Os comedores de criancinhas

A Igreja Católica americana, no início dos anos 60, publicou uma revistinha em quadrinhos destinada a alertar os Estados Unidos — que àquela altura estavam, ela acreditava, à beira de uma revolução socialista — dos perigos do marxismo.

O mais interessante são as conclusões a que a Igreja chega. Porque Hegel rompe com a tradição idealista platônica, e percebe o básico dos básicos — que novas idéias são produto de um processo dialético –, a revista coloca duas frases brilhantes nas bocas dos alunos.

Marx, o segundo aluno a partir da esquerda, se identifica com Hegel (e depois viraria seu pensamento de cabeça para baixo, mas isso é outra história) porque essa conclusão significa que Hegel não acredita em livre arbítrio. E o papa-hóstias renitentemente ignorante, por coincidência na extrema direita, contrapõe logo a brilhante explicação católica, decorada na escola dominical.

Investidas sobre Marx, principalmente primárias como essa, são aceitáveis a esta altura. Já são tão comuns que não surpreendem mais. Mas os sujeitos atacavam até o velho Hegel.

Obscurantismo, ignorância e má-fé são as únicas expressões que consigo associar a essa revistinha.

O link está aqui, neste post do Boing Boing.

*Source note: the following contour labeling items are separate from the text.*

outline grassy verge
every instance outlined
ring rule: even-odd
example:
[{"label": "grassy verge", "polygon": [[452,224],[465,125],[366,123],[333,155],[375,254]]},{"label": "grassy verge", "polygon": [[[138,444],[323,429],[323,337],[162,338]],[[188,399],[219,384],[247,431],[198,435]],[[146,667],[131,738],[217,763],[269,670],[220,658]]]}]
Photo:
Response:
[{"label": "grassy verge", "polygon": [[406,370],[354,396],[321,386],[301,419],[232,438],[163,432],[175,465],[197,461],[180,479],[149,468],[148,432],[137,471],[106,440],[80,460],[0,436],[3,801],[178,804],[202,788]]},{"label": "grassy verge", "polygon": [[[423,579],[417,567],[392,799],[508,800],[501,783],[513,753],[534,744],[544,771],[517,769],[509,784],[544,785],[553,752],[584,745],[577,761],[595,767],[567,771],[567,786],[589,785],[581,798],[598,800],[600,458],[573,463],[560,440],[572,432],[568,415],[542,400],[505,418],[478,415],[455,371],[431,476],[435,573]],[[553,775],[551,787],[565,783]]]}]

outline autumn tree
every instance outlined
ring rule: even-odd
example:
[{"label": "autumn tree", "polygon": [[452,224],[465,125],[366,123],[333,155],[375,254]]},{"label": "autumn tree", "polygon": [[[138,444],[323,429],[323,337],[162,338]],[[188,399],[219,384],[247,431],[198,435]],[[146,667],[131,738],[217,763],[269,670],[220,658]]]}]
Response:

7 thoughts on “Os comedores de criancinhas

  1. engraçado vc falar isso a respeito do marxismo, rafael. engraçado pq sinto q em alguns posts seus (p. ex. aquele em q defende q o Estado deve financiar a produção cinematográfica nacional) vc apresenta a mesma visão distorcida e simplificadora do liberalismo. a revanche dos liberais vem agora qdo a nova esquerda, manifestantes anti-globalização e movimentos sociais defendem idéias como a derscentralização, fortalecimento da sociedade civil, ’empoderamento’ ´[empowerment] dos indivíduos e o foco do governo como servidor do cidadão, idéias postuladas por milton friedman (papa do liberalismo) desde “capitalismo e liberdade”…

  2. Não acho que o Rafael apresente naqueles posts uma visão simplificadora dos liberais. É a própria direita anaeróbica internética que seqüestrou esse rótulo para defender suas sandices.

  3. Ah, Rafael, esse tipo de coisa, pra mim, é que nem o Olavo de Carvalho: muito mais do que me deixar indignado, me diverte.

    Nesse sentido, tão divertido quanto o The Godless Communism é o documentário Atomic Cafe. É uma coletânea com perólas da propaganda anti-comunista americana da década de 50. Tem até um trecho sobre “o que aconteceria se os comunistas dominassem os EUA” que é muito parecido com a HQ que você linkou.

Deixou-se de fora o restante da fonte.